You would usually use an output and target to calculate the loss in a criterion (at least for a supervised classification use case).

We would need to get the shapes and some more information to be able to help further.

rai24 · March 11, 2020, 4:08am

for epoch in range(num_epochs):
for data in traindataloader:
img, _ = data
recon = model(img)
loss = criterion(recon, img)
So, in this case, recon is the output and img is the original image in the trainloader. So, we consider the classes to be use, then img variable is correct. I have a image dataset with random images, so how to determine the classes for that or just randomly choose any.

rai24 · March 11, 2020, 4:16am

uts = []
for epoch in range(num_epochs):
for data in traindataloader:
img, labels = data
optimizer.zero_grad()
print(img.size())
img = Variable(img)
print(img.size())
labels = Variable(labels)
print(labels.size())
Size of data:[10,1,240,340]
Size of img :[ 10,1,240,340]

ptrblck · March 11, 2020, 4:23am

Does your input tensor contain class indices or does it contain some floating point values in a specific range, e.g. [0, 1]?
In the latter case you won’t be able to use nn.CrossEntropyLoss without converting the input to class indices.

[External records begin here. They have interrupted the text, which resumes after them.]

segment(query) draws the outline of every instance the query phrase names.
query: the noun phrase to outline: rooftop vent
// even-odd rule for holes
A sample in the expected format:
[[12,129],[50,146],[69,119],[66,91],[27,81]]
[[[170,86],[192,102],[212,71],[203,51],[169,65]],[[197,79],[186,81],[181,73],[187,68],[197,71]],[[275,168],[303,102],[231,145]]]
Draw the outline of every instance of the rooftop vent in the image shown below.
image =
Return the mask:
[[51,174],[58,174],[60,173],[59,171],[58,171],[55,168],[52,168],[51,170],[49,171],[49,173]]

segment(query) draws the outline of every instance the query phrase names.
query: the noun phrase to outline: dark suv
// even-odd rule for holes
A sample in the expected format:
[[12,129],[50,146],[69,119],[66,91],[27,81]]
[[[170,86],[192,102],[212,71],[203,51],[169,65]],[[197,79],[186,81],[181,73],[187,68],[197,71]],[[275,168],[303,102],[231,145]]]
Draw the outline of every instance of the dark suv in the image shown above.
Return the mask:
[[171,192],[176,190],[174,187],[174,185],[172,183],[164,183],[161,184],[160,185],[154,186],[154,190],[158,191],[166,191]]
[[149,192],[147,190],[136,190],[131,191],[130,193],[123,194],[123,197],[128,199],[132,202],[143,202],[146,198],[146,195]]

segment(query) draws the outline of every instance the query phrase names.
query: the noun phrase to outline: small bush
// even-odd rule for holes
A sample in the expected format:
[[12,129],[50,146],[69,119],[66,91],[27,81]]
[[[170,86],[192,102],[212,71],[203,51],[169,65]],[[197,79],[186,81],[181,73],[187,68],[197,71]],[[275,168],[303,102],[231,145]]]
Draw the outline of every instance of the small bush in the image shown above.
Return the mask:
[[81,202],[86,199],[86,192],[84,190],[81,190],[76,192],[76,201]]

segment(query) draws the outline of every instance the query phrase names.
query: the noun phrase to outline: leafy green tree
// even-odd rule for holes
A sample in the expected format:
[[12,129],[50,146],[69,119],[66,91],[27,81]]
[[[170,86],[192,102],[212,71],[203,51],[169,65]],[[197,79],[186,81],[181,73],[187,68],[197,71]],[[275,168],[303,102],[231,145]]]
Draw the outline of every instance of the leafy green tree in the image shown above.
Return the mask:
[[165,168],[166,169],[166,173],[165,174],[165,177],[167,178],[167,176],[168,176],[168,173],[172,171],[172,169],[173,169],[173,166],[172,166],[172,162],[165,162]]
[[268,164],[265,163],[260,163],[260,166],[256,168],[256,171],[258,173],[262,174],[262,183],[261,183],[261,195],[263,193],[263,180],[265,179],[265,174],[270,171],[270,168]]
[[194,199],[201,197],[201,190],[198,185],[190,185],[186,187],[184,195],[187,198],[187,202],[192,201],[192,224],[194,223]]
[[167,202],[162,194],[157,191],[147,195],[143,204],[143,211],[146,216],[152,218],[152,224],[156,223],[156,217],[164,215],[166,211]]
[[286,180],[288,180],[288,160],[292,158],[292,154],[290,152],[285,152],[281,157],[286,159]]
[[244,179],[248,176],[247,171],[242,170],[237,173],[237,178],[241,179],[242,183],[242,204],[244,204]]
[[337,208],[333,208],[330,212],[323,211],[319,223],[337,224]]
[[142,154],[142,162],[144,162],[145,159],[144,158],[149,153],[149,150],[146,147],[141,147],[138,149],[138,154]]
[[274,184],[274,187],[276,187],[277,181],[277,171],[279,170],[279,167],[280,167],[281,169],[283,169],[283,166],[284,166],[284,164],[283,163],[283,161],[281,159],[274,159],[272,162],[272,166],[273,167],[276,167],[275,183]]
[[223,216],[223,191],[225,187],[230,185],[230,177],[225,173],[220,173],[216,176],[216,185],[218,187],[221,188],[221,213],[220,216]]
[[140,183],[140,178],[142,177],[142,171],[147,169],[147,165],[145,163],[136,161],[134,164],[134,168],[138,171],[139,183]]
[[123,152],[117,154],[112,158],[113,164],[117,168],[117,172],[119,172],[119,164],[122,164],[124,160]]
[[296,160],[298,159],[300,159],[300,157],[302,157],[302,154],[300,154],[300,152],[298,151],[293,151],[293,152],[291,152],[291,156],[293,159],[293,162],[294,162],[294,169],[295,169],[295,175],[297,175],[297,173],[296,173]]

hpf · August 30, 2020, 3:27am

There are two problems that have bothered me for a long time

Whether every time before I need to use linear layer in network model，I need to use the flatten layer first
if 1）is true,Can I use view () or reshape () instead of flatten layer

ptrblck · August 30, 2020, 4:34am

If you were using e.g. nn.Conv2d layers before the nn.Linear layer, then you usually would flatten the activation from the shape [batch_size, channels, height, width] to [batch_size, in_features]. While this is the “standard” use case note that linear layer can accept inputs with multiple additional dimensions as [batch_size, *, in_features]. In this use case the linear layer would be applied to all additional dimensions (*) as if you would pass it in a loop. That being said, it’s a special use case and not the common one.
I would recommend to use view, as it would not trigger a copy of the data, but instead change the metadata of the tensor. If you get an error claiming your tensor is not contiguous, you would have to trigger the copy via tensor.contiguous().view(...) or via tensor.reshape(...). Personally, I’m used to using view instead of flatten, but that doesn’t mean it’s the recommended way, so you can pick whatever works for you.

hpf · August 30, 2020, 6:51am

Thank you very much for your answer. I learned a lot. I may also need some practice to deepen my understanding. Thanks again.